The descheduler frequently restarts
An invalid or missing ConfigMap causes the descheduler to restart in a loop. Check the ConfigMap content and format. See Advanced configuration for the correct structure. After fixing the ConfigMap, restart the descheduler as described in Step 2: Enable the LowNodeLoad plugin.
How load-aware scheduling and hot spot descheduling work together
Enable both features to achieve optimal load balancing. Hot spot descheduling evicts Pods from overloaded nodes; load-aware scheduling directs the ACK Scheduler to place the rescheduled Pods on lower-utilization nodes instead of back onto hot spot nodes.
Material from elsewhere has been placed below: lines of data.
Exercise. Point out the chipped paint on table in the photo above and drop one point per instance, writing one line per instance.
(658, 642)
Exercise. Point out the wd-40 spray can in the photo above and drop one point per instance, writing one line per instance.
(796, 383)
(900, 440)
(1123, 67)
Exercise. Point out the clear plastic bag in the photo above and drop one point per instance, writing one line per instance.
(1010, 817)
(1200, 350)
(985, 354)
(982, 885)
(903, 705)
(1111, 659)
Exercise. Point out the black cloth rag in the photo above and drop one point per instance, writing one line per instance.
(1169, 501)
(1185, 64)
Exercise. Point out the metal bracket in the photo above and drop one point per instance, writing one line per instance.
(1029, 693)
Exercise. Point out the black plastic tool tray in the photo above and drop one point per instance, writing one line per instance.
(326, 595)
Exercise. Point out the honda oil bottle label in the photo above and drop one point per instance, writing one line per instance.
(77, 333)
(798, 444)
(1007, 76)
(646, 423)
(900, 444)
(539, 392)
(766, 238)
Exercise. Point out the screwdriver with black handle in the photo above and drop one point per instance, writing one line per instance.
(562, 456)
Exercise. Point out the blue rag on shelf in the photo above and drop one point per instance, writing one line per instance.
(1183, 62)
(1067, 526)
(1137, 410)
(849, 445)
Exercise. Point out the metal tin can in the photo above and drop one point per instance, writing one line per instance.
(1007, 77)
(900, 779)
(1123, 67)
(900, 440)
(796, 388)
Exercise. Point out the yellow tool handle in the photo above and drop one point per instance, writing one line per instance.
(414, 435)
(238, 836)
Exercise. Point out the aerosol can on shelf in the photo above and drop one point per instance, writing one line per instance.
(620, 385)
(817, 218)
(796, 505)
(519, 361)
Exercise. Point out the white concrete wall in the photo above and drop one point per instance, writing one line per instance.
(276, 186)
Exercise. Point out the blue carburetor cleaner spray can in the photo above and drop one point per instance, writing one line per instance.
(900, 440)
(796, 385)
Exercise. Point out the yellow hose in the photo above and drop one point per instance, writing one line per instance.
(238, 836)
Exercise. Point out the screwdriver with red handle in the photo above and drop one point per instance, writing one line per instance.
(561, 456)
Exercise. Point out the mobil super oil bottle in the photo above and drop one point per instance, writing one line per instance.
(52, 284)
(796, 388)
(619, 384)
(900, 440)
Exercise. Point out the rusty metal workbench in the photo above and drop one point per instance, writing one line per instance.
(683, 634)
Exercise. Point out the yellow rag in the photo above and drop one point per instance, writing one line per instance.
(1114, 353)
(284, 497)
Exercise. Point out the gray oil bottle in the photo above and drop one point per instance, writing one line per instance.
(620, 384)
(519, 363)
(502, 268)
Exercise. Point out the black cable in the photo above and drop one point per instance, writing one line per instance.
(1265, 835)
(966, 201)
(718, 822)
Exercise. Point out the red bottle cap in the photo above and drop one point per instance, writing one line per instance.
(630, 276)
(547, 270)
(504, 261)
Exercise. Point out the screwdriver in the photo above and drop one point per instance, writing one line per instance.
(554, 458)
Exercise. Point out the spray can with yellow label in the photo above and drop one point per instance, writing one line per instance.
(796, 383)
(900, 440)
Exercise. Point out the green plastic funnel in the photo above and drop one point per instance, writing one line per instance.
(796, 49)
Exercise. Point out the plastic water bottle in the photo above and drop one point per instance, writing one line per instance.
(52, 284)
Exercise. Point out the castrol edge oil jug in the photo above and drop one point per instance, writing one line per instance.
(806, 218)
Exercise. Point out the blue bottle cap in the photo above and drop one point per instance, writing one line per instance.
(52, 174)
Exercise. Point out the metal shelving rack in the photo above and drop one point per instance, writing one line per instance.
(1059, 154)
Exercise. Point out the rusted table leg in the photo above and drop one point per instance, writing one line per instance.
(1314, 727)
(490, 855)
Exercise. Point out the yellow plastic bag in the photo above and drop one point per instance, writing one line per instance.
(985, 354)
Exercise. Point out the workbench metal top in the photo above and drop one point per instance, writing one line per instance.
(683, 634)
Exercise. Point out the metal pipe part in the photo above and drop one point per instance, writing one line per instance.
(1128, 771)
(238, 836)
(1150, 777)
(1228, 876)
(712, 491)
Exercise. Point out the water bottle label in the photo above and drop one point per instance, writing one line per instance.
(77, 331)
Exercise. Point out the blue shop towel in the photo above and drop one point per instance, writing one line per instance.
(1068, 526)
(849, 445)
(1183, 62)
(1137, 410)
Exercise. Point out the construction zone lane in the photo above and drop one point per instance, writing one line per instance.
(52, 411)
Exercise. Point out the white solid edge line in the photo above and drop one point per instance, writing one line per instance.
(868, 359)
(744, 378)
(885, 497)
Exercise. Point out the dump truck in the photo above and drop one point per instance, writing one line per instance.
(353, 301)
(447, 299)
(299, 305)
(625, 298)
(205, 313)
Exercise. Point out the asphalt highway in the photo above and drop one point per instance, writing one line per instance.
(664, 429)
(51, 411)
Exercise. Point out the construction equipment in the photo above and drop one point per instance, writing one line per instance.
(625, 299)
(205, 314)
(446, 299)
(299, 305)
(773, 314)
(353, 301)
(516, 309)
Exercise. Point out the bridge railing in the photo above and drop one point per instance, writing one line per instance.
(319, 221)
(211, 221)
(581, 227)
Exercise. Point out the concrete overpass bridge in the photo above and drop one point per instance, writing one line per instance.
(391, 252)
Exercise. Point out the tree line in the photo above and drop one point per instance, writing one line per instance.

Set the loadAwareThreshold parameter in the load-aware scheduling policy to the same value as highThresholds. See Use load-aware scheduling and Scheduling policies for details.
What utilization data does the descheduler use?
The descheduler monitors resource usage over multiple cycles and calculates a smoothed average. A node triggers eviction only when its average usage stays above highThresholds for the configured number of consecutive cycles (default: about 10 minutes).
For memory, the descheduler excludes page cache from its calculations because the OS can reclaim it on demand. The value shown by kubectl top node includes page cache. Use Managed Service for Prometheus to view the actual memory utilization metric used by the descheduler.